All-you-can-eat buffets will always be popular with big eaters and bargain hunters (or at least the part of the Venn diagram where the two groups overlap), but lately there's been a new twist to the concept. One of the fastest-growing restaurant chains a few years ago was a DIY seafood boil restaurant called Crab Du Jour, while similar restaurants like The Boiling Crab are also thriving. There are choose-your-own-adventure Mongolian barbecue chains like Genghis Grill and Hu Hot, as well as popular Korean restaurant chains like KPot, where you can design either a bento box plate or a hot pot. One mini-chain called Fire + Ice, however, is fairly unique in that while it offers the same type of interactive dining, it features several different types of cuisine.
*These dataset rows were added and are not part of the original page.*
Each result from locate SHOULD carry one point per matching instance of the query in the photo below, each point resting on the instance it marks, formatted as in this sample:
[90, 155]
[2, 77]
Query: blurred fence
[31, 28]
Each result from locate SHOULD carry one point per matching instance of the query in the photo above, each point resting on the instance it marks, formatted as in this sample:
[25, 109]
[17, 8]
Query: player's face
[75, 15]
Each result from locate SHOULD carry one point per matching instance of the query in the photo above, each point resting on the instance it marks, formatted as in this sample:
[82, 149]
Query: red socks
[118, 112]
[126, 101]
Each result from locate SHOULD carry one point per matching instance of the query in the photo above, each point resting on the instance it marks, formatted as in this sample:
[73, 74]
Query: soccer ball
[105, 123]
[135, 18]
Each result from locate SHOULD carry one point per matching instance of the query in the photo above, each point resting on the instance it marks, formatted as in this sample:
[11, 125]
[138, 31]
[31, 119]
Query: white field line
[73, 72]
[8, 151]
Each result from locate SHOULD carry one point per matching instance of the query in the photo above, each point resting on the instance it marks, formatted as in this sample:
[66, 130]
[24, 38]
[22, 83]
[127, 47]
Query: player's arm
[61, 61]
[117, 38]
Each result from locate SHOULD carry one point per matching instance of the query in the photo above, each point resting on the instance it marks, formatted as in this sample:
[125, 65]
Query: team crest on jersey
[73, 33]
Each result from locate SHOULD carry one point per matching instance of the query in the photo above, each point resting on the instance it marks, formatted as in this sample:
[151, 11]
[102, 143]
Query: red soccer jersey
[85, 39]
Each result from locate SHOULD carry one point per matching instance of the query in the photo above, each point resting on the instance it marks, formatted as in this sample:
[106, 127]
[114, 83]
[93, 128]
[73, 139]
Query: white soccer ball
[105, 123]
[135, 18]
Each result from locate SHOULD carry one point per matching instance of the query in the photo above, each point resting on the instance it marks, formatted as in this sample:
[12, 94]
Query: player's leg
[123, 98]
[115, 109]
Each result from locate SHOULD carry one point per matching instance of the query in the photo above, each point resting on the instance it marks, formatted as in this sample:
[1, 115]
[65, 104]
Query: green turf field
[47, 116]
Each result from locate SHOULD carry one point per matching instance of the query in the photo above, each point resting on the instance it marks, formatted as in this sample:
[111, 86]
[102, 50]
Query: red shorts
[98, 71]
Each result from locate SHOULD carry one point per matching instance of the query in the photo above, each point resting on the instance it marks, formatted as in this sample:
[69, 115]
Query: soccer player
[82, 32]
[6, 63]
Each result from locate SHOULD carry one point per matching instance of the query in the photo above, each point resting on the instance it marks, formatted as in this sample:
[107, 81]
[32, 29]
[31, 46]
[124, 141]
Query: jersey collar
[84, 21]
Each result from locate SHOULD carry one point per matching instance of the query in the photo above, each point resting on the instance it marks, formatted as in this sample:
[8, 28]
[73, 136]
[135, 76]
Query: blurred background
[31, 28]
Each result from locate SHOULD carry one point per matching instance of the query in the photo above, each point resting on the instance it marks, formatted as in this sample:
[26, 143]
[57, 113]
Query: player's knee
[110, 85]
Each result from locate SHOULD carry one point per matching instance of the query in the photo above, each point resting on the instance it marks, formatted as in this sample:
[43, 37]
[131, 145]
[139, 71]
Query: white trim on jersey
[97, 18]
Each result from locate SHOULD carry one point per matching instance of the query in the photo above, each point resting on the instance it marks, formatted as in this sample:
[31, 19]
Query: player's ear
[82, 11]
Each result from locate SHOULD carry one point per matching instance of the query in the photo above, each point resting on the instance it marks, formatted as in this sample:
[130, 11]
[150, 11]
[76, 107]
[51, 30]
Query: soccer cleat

Fire + Ice has four locations, three in California (Anaheim, Lake Tahoe, and San Francisco) and one on the East Coast (Boston). All have the same kind of menu, though, as well as the same concept: Choose your ingredients and watch as they're cooked right in front of you. As this is a buffet restaurant, you're free to go back for seconds, and on your next trip, you can pick an entirely different type of cuisine. There are four main types to explore: Asian (your standard rice or noodle stir fry); Latin (tacos, quesadillas, and other tortilla-based entrees); Italian (pasta), and American (wings, barbecue, and burgers).

If you're not feeling creative, the restaurant has recipe suggestions

Sure, you can absolutely freestyle your order, and even mix-and-match: pulled pork pasta with pico de gallo? Sure, go for it. If you don't want to shoulder all of the responsibility for creating your own recipe, however, Fire + Ice has a number of suggestions posted on its website. These include steak and mushroom fajitas with rice or tortillas; fettuccine with marinara and meatballs; a ramen bowl with chicken thighs, broccoli, and teriyaki sauce; and a burger topped with macaroni and cheese and bacon.

Some Tripadvisor reviewers also mention their favorite combos — one user paired a cheesy chicken sandwich with potstickers, while another enjoyed bow tie pasta with an assortment of seafood and vegetables topped with Thai red curry sauce. Overall, the chain seems to have pretty positive reviews, although some find the atmosphere a bit too frenetic. (The best all-you-can-eat buffet chains aren't optimal for calm, peaceful dining.) Some diners may worry about food allergies since everything is cooked on the same grill, but a patron at the Anaheim location noted you can request your order be prepared separately in the back.